The schema is formally defined using protobuf3. In protobuf3, all elements are optional, and so there is no mechanism within protobuf to declare that a certain field is required. The Phenopacket schema does require some fields to be present and in some cases additionally requires that these fields have a certain format (syntax) or intended meaning (semantics). Software that uses Phenopackets should check the validity of the data with other means. We provide a Java implementation called Phenopacket Validator that tests Phenopackets (and related messages including Family, Cohort, and Biosample messages) for validity. Application code may additionally check for application-specific criteria.

Hierarchical requirements

The requirement levels that are shown for the various elements of the Phenopacket only apply if the element is used. For instance, the Quantity shows that the unit and value fields are required (the multiplicity is exactly 1 and the word REQUIRED is shown in the description). In contrast the field reference_range is optional (the multiplicity may be 0 or 1 and neither REQUIRED nor RECOMMENDED is used in the description). The requirements only apply if a Quantity is used in a Phenopacket. For instance, Phenopackets that do not contain Measurement or Treatment elements do not contain Quantity elements, and so the requirements for the fields of Quantity do not apply.

Multiplicity

The explanations for the various elements of the Phenopacket show the required multiplcities.

  • 0..1: The element may be absent (0) or present (1), i.e., the element is optional. Elements with multiplicity 0..1 may be marked RECOMMENDED, otherwise they are OPTIONAL.
  • 1..1: The element must be present (1), i.e., the element is REQUIRED
  • 0..*: There may be from zero to an arbitrary number of elements, i.e., a potentially empty list
  • 1..*: There may be from one to an arbitrary number of elements, i.e., a list that must not be empty

Levels

The Phenopacket schema uses three requirement levels.

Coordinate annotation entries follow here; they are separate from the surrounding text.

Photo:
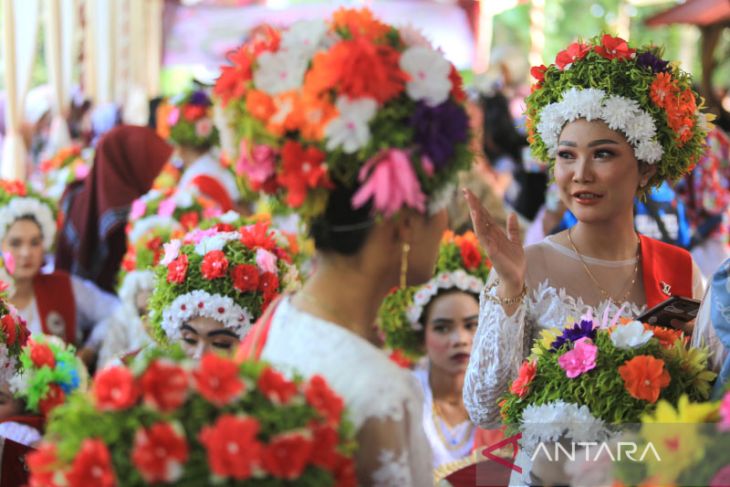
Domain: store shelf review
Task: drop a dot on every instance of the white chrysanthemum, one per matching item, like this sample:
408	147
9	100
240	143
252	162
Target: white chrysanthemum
429	75
618	110
351	130
649	151
304	36
630	335
280	72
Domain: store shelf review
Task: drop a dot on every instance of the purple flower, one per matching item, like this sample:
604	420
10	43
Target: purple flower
200	98
584	329
649	60
437	130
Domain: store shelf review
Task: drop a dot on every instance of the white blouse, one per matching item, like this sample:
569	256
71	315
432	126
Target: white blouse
383	400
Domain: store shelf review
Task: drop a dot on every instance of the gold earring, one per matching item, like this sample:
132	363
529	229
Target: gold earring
404	265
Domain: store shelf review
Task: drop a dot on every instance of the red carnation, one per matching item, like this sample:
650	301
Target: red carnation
164	386
245	278
614	48
114	389
214	265
92	466
41	354
276	387
159	453
177	270
232	447
53	397
217	380
573	53
324	400
189	220
470	255
286	456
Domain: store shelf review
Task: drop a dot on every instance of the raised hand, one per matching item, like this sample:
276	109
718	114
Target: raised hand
503	247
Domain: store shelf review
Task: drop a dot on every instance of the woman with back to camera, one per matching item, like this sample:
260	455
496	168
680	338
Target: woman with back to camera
369	165
612	122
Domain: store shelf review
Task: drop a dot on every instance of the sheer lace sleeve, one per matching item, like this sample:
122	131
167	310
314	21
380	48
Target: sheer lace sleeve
496	355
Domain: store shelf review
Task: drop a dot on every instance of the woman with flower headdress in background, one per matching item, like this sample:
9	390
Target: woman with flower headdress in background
438	321
367	157
612	122
191	129
51	303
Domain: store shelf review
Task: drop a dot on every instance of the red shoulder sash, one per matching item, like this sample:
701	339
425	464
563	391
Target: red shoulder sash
666	269
56	305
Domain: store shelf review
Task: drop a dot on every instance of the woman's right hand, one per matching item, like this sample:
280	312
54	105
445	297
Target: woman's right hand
504	248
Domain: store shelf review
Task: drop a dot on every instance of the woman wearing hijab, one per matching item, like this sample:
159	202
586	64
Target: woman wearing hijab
92	241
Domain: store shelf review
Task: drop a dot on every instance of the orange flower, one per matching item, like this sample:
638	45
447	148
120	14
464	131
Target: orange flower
357	68
644	377
359	23
259	105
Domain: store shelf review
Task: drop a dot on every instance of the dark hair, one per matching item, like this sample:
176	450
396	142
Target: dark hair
341	229
501	137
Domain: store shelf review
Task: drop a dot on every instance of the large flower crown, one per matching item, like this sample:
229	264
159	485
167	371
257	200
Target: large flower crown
461	265
50	372
190	120
228	276
13	337
167	420
634	91
353	102
18	201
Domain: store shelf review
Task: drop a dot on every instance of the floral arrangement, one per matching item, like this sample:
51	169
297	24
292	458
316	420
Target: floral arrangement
229	276
66	166
166	420
17	201
190	120
188	207
461	265
13	337
634	91
691	442
591	375
50	372
351	101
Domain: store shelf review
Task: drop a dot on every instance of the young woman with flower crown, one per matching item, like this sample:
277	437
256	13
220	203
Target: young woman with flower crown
57	303
612	122
192	131
212	285
439	320
360	128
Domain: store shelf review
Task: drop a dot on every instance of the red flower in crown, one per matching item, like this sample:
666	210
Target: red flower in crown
159	453
232	447
164	386
324	400
258	236
614	48
301	169
286	456
177	270
114	389
276	387
214	265
245	278
53	397
217	380
571	54
92	466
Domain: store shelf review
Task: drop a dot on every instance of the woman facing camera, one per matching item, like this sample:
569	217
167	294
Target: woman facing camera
367	161
438	321
56	304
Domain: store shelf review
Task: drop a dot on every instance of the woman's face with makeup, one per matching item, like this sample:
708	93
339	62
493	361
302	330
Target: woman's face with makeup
202	334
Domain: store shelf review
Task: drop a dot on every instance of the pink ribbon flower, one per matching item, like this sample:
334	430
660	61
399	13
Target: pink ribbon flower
391	183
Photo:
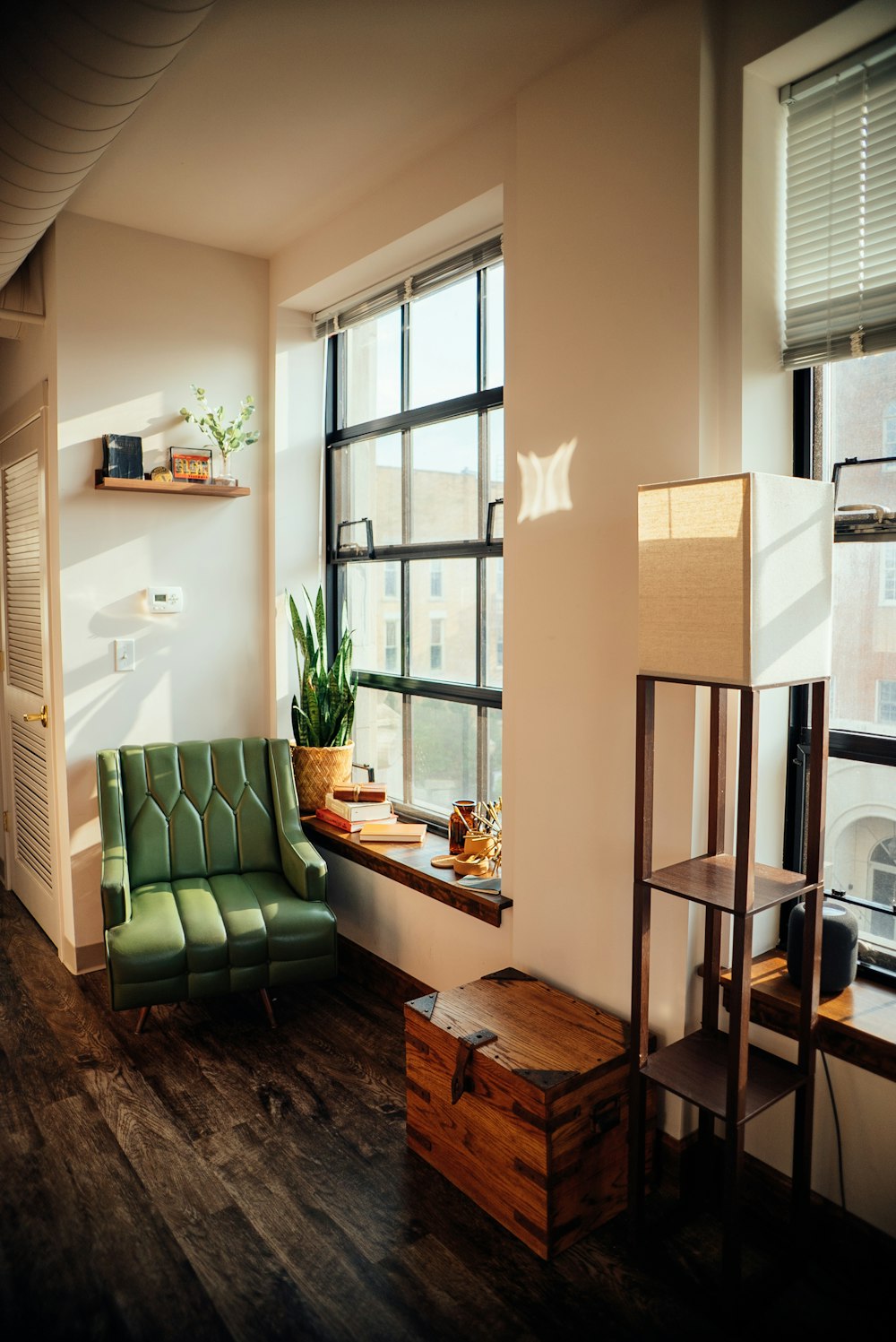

The required/recommended/optional designations are phenopacket-specific extensions used in the schema only (not code) and are not supported by protobuf.

Required

If a field is required, its presence is an absolute requirement of the specification, failing which the entire phenopacket is regarded as malformed. This corresponds to the key words MUST, REQUIRED, and SHALL in RFC2119.

Validation software must emit an error if a required field is missing. We note that natively protobuf messages never return a null pointer, and so if a field is missing it will be an empty string, a zero, or default instance depending on the datatype. Therefore, in practice, validation software does not need to check for null pointers.

Optional

A field is truly optional. This category can be applied to fields that are only useful for a certain type of data. For instance, the Biosample field of the Phenopacket message is only used for Phenopackets that have an associated biosample(s).

The general-purpose validator must not emit a warning about these fields whether or not they are present. It may be appropriate for application-specific validators to emit a warning or even an error if a certain optional field is not present.